Harvard scientists have a new look at RNA and how life may have begun on Earth
One theory of how life began is that in the primordial soup of Earth billions of years ago non-living chemicals reacted together to make RNA molecules that could self-replicate — and life began evolving from there.
New research from Harvard suggests it’s possible — but the RNA might not have been the RNA we know today.
In a paper published in the journal Proceedings of the National Academy of Sciences, the researchers suggest that RNA could have started with a different set of building blocks.
RNA today has four nucleotides — adenine, guanine, cytosine, and uracil.
The paper, published by Jack W. Szostak, Nobel Prize-wining professor of chemistry and chemical biology at Harvard, along with first author and graduate student Seohyun (Chris) Kim, suggests that RNA could have started with a compound called inosine in place of guanine.
“We propose that inosine could have served as a surrogate for guanosine in the early emergence of life,” the study said.
“Our study suggests that the earliest forms of life may have arisen from a different set of nucleobases than those found in modern life,” Kim said in a statement from the university.
Scientists have been pursuing for decades the theory of abiogenesis, the idea that life arose from non-life as chemicals on a forbidding early Earth were roiled by ultraviolet rays, geothermal activity, asteroids, and lightning.
In 1953, the American chemists Harold C. Urey and Stanley Miller produced simple organic molecules including amino acids, when they combined warm water with a mixture of water vapor, methane, ammonia, and molecular hydrogen, while sending electrical discharges through the artificial “atmosphere.”
But the quest to create simple life in a lab has turned out to be more challenging than initially thought.

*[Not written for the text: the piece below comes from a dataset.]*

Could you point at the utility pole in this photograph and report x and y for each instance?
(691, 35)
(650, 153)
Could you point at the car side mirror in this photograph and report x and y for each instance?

One theory is the “RNA world” hypothesis, which suggests that there was a period on early Earth when there was an abundance of RNA life. RNA can carry and translate genetic information as well as drive chemical reactions.
Szostak’s lab is focused on “the synthesis of simple living systems, in the hope that that this approach might give us clues as to how life began spontaneously on the early Earth,” he said in an article last year.
Kim said Monday in an interview that the researchers theorize that the RNA molecule with inosine, at some point, could have evolved into today’s RNA molecule, with guanosine in place of the inosine because guanosine provided some evolutionary advantage.
Kim said the study “very much is an extension of the RNA world hypothesis. Hopefully, what our study has shown is that maybe this RNA world could arise from an RNA molecule structure very similar but not identical” to today’s RNA.
John Sutherland, a researcher at the prestigious Laboratory of Molecular Biology in Cambridge, England, who has worked in the past with Szostak, said the study was “thought-provoking.”
The study suggests, he said, “a simpler, but still functional genetic system might’ve come first — you’ve got to learn to walk before you learn how to run.”